Step 2: enzymatic degradation of primers and RNA

Preliminary experiments indicated that the degradation of unused primers using a single-stranded DNA specific 3′–5′ exonuclease, Exonuclease I, reduced primer dimer artifacts in the subsequent PCR amplification, whereas the degradation of RNA by RNase H improved the yield of cDNA library. Furthermore, it is important to degrade TSO because, if unused TSO contaminates the cDNA library after multiplexing, it confounds the library indexing. Because we suspected that the TSO is resistant to Exonuclease I owing to the riboguanosines at the 3′ end, the TSO contains three deoxyuridines (after the adapter sequence, index sequence, and UMI) so that the TSO can be degraded by the combination of an enzyme-cleaving DNA at a deoxyuridine and Exonuclease I. Importantly, this degrades all the TSO except the adapter, which forms a high-melting-temperature duplex with the cDNA, protecting the cDNA from Exonuclease I. All these reactions were performed in a single step by adding 2 µL enzyme mix (1 µL of Thermolabile USER II (New England Biolabs, M5508L), 0.5 µL of Exonuclease I (New England Biolabs, M0293S), and 0.5 µL of RNase H (New England Biolabs, M0297S)) to the sample, which was incubated at 4 ˚C for 1 second, 37 ˚C for 1 hour, 80 ˚C for 20 minutes, and held at 4 ˚C.

Step 3: limited-cycle PCR amplification

Fifteen microliters of PCR reaction mix (1.25 µL of 10 µM of each PCR primer 1 forward/reverse, 12.5 µL of KAPA HiFi HotStart Uracil+ ReadyMix (Roche, KK2802), and 1.25 µL of water) was added to the RT reaction, and limited-cycle PCR amplification was performed by keeping the mixture at 98 ˚C for 3 minutes; 98 °C for 20 seconds, 67 °C for 15 seconds, and 72 °C for 6 minutes (4 cycles); and 72 ˚C for 5 minutes; and the mixture was then held at 4 °C.

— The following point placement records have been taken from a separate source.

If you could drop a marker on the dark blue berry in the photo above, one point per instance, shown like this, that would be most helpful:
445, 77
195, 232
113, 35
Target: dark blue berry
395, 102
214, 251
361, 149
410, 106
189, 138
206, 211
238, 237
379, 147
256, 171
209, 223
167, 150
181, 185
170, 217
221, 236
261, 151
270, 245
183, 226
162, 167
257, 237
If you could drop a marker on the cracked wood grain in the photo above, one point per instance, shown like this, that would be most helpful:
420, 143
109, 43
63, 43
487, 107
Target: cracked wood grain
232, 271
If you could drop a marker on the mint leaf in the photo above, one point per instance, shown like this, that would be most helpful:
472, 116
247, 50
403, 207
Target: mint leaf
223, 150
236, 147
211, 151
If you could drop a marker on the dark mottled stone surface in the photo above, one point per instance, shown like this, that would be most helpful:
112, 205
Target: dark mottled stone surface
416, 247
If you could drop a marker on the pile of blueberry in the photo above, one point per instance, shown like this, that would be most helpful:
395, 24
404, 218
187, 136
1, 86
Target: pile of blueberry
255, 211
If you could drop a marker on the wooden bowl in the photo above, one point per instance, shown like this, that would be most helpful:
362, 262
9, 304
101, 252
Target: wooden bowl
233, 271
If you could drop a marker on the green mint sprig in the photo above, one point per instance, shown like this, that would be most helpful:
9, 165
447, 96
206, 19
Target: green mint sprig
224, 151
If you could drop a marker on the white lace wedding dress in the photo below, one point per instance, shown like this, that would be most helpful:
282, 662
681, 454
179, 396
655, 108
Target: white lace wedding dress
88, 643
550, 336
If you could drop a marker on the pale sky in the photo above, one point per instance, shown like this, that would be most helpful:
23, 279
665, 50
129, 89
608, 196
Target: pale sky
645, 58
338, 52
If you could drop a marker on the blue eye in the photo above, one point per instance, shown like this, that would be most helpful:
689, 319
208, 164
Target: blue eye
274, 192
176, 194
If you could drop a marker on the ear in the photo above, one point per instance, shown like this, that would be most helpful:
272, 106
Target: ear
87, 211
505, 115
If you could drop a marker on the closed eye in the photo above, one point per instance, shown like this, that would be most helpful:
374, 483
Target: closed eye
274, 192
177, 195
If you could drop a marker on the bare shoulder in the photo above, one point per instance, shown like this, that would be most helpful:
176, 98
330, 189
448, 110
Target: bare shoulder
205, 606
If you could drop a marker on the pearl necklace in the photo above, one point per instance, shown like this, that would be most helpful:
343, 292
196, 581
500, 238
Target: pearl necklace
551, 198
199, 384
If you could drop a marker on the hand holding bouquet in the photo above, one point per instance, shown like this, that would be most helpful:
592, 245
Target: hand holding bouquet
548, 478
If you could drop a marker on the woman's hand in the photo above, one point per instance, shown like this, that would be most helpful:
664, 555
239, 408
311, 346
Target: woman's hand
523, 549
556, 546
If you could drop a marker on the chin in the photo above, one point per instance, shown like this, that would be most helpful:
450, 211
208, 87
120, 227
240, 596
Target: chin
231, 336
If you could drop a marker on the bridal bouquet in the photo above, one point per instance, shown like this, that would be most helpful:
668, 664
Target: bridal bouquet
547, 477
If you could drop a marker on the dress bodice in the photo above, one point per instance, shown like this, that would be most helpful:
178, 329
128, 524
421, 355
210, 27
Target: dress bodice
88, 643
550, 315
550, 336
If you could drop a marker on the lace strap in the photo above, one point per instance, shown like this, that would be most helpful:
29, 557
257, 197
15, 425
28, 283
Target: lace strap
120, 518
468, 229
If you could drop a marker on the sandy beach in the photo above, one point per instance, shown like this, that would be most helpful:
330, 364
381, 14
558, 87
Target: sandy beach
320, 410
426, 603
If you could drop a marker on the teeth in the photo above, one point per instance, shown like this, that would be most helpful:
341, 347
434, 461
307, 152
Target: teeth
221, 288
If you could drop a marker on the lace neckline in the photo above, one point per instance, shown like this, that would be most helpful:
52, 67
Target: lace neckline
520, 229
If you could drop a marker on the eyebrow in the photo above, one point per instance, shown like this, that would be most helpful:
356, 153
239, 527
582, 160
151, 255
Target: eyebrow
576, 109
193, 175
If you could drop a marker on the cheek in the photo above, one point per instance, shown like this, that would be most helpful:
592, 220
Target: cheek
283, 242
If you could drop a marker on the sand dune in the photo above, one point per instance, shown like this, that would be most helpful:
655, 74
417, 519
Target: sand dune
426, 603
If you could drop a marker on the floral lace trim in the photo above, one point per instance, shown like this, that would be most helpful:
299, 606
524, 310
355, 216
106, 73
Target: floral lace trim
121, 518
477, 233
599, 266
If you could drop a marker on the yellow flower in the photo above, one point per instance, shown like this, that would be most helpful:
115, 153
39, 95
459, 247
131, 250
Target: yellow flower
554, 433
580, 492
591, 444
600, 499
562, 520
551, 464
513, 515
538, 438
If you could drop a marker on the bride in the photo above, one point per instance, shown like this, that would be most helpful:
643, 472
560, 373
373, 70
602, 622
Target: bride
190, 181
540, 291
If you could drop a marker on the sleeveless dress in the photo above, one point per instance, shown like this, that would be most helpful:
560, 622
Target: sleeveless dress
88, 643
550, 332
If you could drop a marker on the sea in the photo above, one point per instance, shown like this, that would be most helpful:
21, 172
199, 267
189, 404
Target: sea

Step 4: multiplexing and optimized PCR cycle amplification

After adding 37.5 µL ProNex beads (Promega, NG2002) to each sample, up to 16 samples were multiplexed. The cDNA library was purified according to the manufacturer’s instructions, eluted into 42 µL 10 mM Tris-HCl, pH 7.4, then re-purified using ProNex beads (1.5:1 vol/vol ratio of beads to sample) and eluted into 45 µL of 10 mM Tris-HCl, pH 7.4. The library was reamplified by preparing PCR reaction mix (20 µL of cDNA library, 25 µL of KAPA HiFi HotStart Uracil+ ReadyMix, and 2.5 µL of 10 µM each PCR primer 1 forward/reverse), and the mixture was kept at 98 ˚C for 3 minutes; 98 °C for 20 seconds, 67 °C for 15 seconds, and 72 °C for 6 minutes (4–6 cycles (see beelow)); and 72 ˚C for 5 minutes; and the mixture was then held at 4 °C. The number of PCR cycles for each amplification was determined by a pilot experiment using quantitative PCR (qPCR) to ensure that the amplification was at the early linear phase. The amplified cDNA library was purified using ProNex beads, as above, and eluted into 26 µL of 10 mM Tris-HCl, pH 7.4. The purified cDNA library was quantified using a Qubit dsDNA HS Assay Kit (Thermo Fisher Scientific, Q32851).

Step 5: tagmentation

Tagmentation with Tn5 transposase was performed on 90-ng aliquots of the cDNA library using an Illumina DNA Prep kit (Illumina, 20018704), according to the manufacturer’s instructions.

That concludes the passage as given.